Power BI / Dashboard Integration Preparation

In [77]:
# 📂 Load Exported Recommendation Data
export_path = "/content/export/final_recommendation_model.csv"
dashboard_df = spark.read.csv(export_path, header=True, inferSchema=True)

# ✅ Perform Sample Aggregations for Dashboard
from pyspark.sql.functions import avg, countDistinct

# 🎯 Average predicted rating per genre
genre_avg_df = dashboard_df.groupBy("genre").agg(avg("predicted_rating").alias("avg_predicted_rating"))

# 👥 Top 10 most active users (by movies_watched)
top_users_df = dashboard_df.select("user_id", "name", "movies_watched") \
    .dropDuplicates(["user_id"]) \
    .orderBy("movies_watched", ascending=False) \
    .limit(10)

# 🎬 Top 10 recommended movies (highest predicted rating)
top_movies_df = dashboard_df.select("movie_id", "title", "predicted_rating") \
    .orderBy("predicted_rating", ascending=False) \
    .limit(10)

# 🌍 Distribution by location
location_distribution_df = dashboard_df.groupBy("location").agg(countDistinct("user_id").alias("unique_users"))

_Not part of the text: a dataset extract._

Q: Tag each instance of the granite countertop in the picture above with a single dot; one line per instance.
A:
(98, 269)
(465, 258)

# 📁 Export Aggregations for Dashboard
genre_avg_df.write.csv("/content/export/dashboard_genre_avg.csv", header=True, mode="overwrite")
top_users_df.write.csv("/content/export/dashboard_top_users.csv", header=True, mode="overwrite")
top_movies_df.write.csv("/content/export/dashboard_top_movies.csv", header=True, mode="overwrite")
location_distribution_df.write.csv("/content/export/dashboard_location_distribution.csv", header=True, mode="overwrite")

print("✅ Dashboard data files exported successfully.")

✅ Dashboard data files exported successfully.